Opposed to Bani-Sadr's “un-Islamic” policies, the clergy-run parliament appointed a like-minded prime minister. Within a year, Bani-Sadr was pushed from power and Prime Minister Rajai took over the presidency. Two months later, Rajai was assassinated. By October 1981 the Ayatollah Ali Khamenei had been elected as Iran's third president, and the war went on. Iran had to find a way to pay for it.

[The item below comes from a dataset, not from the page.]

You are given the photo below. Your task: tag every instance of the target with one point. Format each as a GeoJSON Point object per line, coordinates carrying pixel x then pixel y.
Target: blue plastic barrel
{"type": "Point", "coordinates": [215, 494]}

To offset Iraq's massive petroleum exports, the Islamic republic attempted to expand its oil production and exporting efforts in the Persian (Arab) Gulf. The Iraqi military almost eliminated entirely the Iranians’ ability to ship oil when it carried out more than 9,000 bombing runs on Iran's Khark Island terminal during the war. Ultimately, both the Iraqi and Iranian oil industries were brought to a grinding halt. With the flow of Middle Eastern oil threatened, international involvement increased throughout the 1980s. After eight years of hardship and the war with Iraq, Iran's economy was in ruins, hundreds of thousands were dead, and close to a million others were wounded. Eager to stop the madness, Iran's citizens convinced their leaders to make peace with the Iraqi “infidels.”

Switching Supreme Leaders

On June 4, 1989, less than a year after ending the war with Iraq, Iran's eighty-seven-year-old supreme leader passed away. With Khomeini's death, President Ayatollah Ali Khamenei was appointed supreme leader of the revolution. Ali Akbar Hashemi Rafsanjani was elected as the republic's fourth president. A moderate cleric keen to implement modernization, Rafsanjani was forced to balance personal views with those of his conservative colleagues. While walking a fine line between compromise and conviction, the new Iranian president expanded his powers, eliminated the office of prime minister, and improved relations with several Western governments.

Iran's attempts to acquire enriched uranium for its atomic energy program have raised international suspicions that the Islamic republic may be seeking to develop nuclear weapons as well. In 2003, the International Atomic Energy Agency (IAEA) challenged the Iranian leadership to make their nuclear aspirations clear or face serious repercussions. Despite such challenges, Iran announced in 2009 that it was building a second uranium enrichment plant, and continued to maintain that its program was for strictly peaceful purposes. The charges and countercharges regarding peaceful use versus nuclear weapons continue, as does Iran's nuclear building program.

Though relations with the United States improved slightly during the early years of Rafsanjani's presidency, by the mid-1990s allegations of an Iranian nuclear arms development program changed everything. In 1995, U.S. President Bill Clinton cut all ties with Iran, accusing the Islamic republic of developing weapons of mass destruction and supporting international terrorism. The following year, a U.S.-sponsored trade embargo made it illegal for any company (American or otherwise) operating in the United States to do business with Iran. Despite the embargo, Russia agreed to build a nuclear power plant in southwestern Iran.